Nevertheless, secularists remain wary of al-Nahda, whose party’s strongest support comes from Tunisia’s rural interior. The party is well-organised, and news website Tunisia Live reported that the party has paid for Ramadan meals and wedding ceremonies in attempts to garner votes.

Lest we forget, Turkey’s Justice and Development (AKP) party is the party of Its leader, Recep Tayyip Erdoğan. Their goal is to turn Turkey into an Islamist state.

It is only the Turkish military that is preventing them from doing that. And just barely.
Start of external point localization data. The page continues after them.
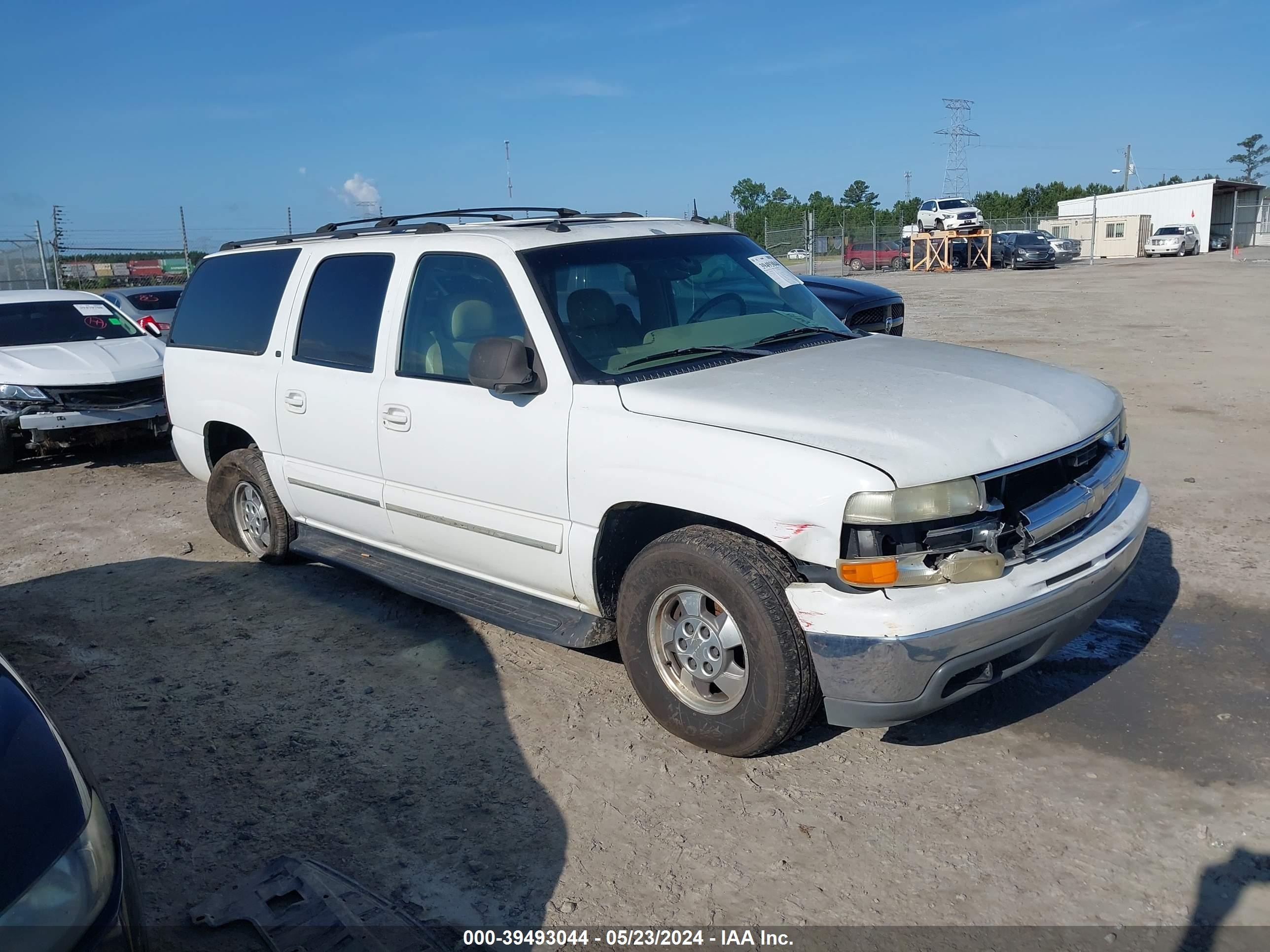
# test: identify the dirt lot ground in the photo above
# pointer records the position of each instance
(238, 711)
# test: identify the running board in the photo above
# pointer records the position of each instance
(507, 609)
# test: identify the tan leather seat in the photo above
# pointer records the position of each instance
(470, 320)
(596, 325)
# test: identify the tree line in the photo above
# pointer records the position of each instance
(858, 208)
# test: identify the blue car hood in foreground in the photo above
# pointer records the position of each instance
(43, 799)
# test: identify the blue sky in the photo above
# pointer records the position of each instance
(124, 112)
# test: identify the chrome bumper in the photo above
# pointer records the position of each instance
(71, 419)
(909, 646)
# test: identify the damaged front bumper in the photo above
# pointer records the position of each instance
(49, 426)
(915, 650)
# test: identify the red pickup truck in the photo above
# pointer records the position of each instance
(864, 256)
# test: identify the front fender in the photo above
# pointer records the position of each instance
(786, 493)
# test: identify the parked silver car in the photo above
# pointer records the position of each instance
(1172, 240)
(157, 304)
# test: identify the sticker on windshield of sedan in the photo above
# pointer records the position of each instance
(775, 271)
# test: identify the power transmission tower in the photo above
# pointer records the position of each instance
(59, 237)
(184, 241)
(507, 154)
(955, 179)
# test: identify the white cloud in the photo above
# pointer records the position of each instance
(360, 190)
(569, 87)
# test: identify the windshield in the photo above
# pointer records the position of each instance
(619, 304)
(60, 322)
(154, 300)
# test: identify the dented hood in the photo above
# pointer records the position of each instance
(78, 362)
(918, 410)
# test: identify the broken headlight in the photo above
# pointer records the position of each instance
(70, 894)
(935, 501)
(17, 393)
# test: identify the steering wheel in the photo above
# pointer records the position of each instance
(719, 299)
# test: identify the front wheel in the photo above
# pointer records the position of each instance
(246, 510)
(711, 645)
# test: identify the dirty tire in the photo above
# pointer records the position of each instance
(248, 466)
(750, 579)
(8, 452)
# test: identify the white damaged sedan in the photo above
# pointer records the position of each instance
(74, 370)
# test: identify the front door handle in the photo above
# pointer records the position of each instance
(395, 417)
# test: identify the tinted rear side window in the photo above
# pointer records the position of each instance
(230, 303)
(341, 322)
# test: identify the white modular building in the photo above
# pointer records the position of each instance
(1236, 210)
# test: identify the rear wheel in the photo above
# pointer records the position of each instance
(246, 510)
(711, 645)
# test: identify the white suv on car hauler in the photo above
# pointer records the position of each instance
(595, 427)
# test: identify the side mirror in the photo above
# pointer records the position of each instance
(502, 365)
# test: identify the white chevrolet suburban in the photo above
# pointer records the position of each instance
(586, 427)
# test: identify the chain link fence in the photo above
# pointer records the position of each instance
(25, 266)
(850, 248)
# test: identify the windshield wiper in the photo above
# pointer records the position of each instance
(802, 333)
(686, 351)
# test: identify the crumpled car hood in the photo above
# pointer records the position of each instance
(80, 362)
(918, 410)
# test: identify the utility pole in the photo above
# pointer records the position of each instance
(58, 245)
(955, 178)
(40, 240)
(507, 155)
(184, 241)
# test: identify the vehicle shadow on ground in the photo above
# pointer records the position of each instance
(238, 711)
(1220, 889)
(131, 452)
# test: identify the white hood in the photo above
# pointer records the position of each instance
(83, 362)
(918, 410)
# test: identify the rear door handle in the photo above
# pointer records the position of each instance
(395, 417)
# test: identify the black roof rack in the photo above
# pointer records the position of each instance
(393, 224)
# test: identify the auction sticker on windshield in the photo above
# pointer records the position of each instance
(775, 271)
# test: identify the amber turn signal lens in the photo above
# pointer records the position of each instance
(869, 572)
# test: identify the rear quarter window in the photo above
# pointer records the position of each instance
(230, 303)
And as MEMRI has pointed out, Mr. Erdogan finds the term "Moderate Islam" to be ugly and offensive:

PM Erdogan: The Term “Moderate Islam” Is Ugly And Offensive; There Is No Moderate Islam; Islam Is Islam

Source: Milliyet, Turkey, August 21, 2007

Speaking at Kanal D TV’s Arena program, PM Erdogan commented on the term “moderate Islam”, often used in the West to describe AKP and said, ‘These descriptions are very ugly, it is offensive and an insult to our religion. There is no moderate or immoderate Islam. Islam is Islam and that’s it.”

And this is the man and the party that Tunisia’s new rulers see as their model and "close friends."

This article was posted by Steve on Monday, October 24th, 2011. Comments are currently closed.

3 Responses to “New Tunisian Rulers Are Like Erdoğan, ADK”

  1. sticks says:

    “Islam is Islam and thats it” Yes indeed, but according to the MBM (main bowl movement) Islam is moderate, Obama is a good president and conservatives want grandma to be a dumpster diver.

  2. untrainable says:

    “…Islam is Islam and that’s it.” Wait a minute… isn’t that a racist bigotted position on the muslim faith? Haven’t we been assured since 9/11 that the terrorists are only a small extreme faction and that “moderate islam” is our friend? This would seem to contradict everything we’ve been told to believe about the “religion of peace”. So if there is no moderate Islam, then there are no moderate muslims. And if there are no moderate muslims, then the terrorist faction must fall within the mainstream of muslims. And if muslims are muslims, then mustn’t we assume that they all want to kill us? And if they all want to kill us, then who are our friends again? Moderate muslims? But there are no moderate muslims!

    Reminds me of Harry Mudd. Everything I say is a lie… Now listen carefully.. I’m lying.
    Run the endless loop in your head. Asprin will be available in the lobby.

  3. beautyofreason says:

    I’m reminded of a Saudi Arabian “artist” living in the United States who produced a duplicate of the Two Towers in stacked Korans in order to promote tolerance, his words. I wonder why he expected people to embrace Islam over a monument to Muslim terrorism and if the goal was to be inclusive, why he did not include other religious texts in his sculpture. Stacking in a few Bibles or Gitas or Torahs in with the Korans would be an eyesore for the radical Wahhabi Muslims who rule Saudi Arabia and burns other religious books. But no. Apparently the infidel viewing the art work was supposed to see the smoldering remains of an American city, symbolically reincarnated with Wahhabi-approved interpretations of the Koran, as an act of tolerance.

    Muslims know their religion and the rules are fairly clear. They just take offense when others learn about its core beliefs and find it to be absolutely nutty and oppressive.

    Earlier this year in Tunisia, bearded men raided legal brothels in a red light district called Abdallah Guech Street. In typical Muslim style, the primates arrived after Friday prayers and brought molotov cocktails and knives. They shouted at the women, set the buildings on fire and declared that Tunisia is an Islamic state. It reminds me of the early days of the Iranian revolution: a classroom of young women complained about their education being suspended in the new regime. Those women were raped, taken out into the desert and killed, except for one woman who survived by marrying a Revolutionary guard and lived to tell the tale. It looks like history is going to repeat itself. The religion is considered a “final revelation” by fellow believers, so their antiquated and violent politics will no doubt resurface during the “Arab Spring.”